Xtra Diary: "Homes for Votes" Shirley Porter turns her life into a book - disgraced former council leader pens autobiography
Published: 24 June 2011
by JOSH LOEB
SHE was known as the most ruthless woman in local government – but is the life of Shirley Porter now one of indecision?
The Guardian’s diarist Hugh Muir reported last week that former city council leader Lady Porter (pictured) – disgraced in the “homes for votes” scandal of the late 1980s – has written her autobiography.
This is hardly news. According to the Mail’s Richard Kay, she’s had the manuscript on her desk since at least September 2009.
Back then, however, Lady Porter, who now divides her time between Park Lane and Tel Aviv, asserted that it would never grace the bookshelves.
“I wrote the book to set the record straight and also because it acted as catharsis, and helped me to move on in my life,” she said at the time.
But she added that friends and family had persuaded her to keep it close.
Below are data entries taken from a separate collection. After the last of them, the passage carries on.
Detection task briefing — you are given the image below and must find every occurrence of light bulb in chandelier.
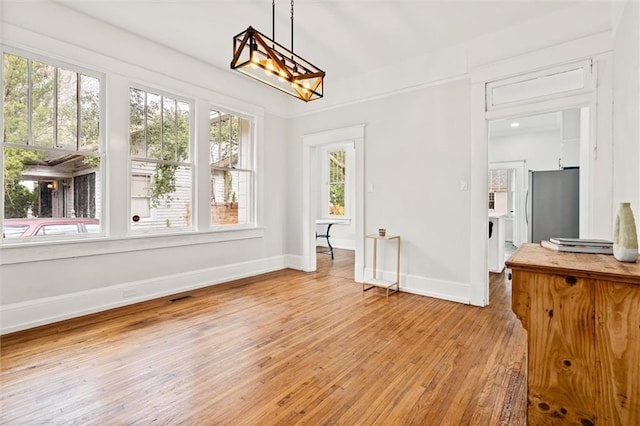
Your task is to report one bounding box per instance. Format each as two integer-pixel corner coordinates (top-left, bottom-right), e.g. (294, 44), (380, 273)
(265, 58), (276, 75)
(250, 50), (260, 67)
(294, 79), (310, 93)
(278, 68), (287, 82)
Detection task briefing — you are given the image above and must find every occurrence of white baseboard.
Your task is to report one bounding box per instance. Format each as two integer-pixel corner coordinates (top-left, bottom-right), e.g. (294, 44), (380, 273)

Now, however, the forthright Lady has had a change of heart, allegedly telling friends that she’s so determined to publish she’ll print it herself if no one will take the script.
Whatever happened to “the lady’s not for turning”?
These were, of course, the words of her friend and idol Margaret Thatcher, but let’s not forget that under Lady Porter, Westminster Tories resolved to “neutralise” Labour’s Paul Dimoldenberg.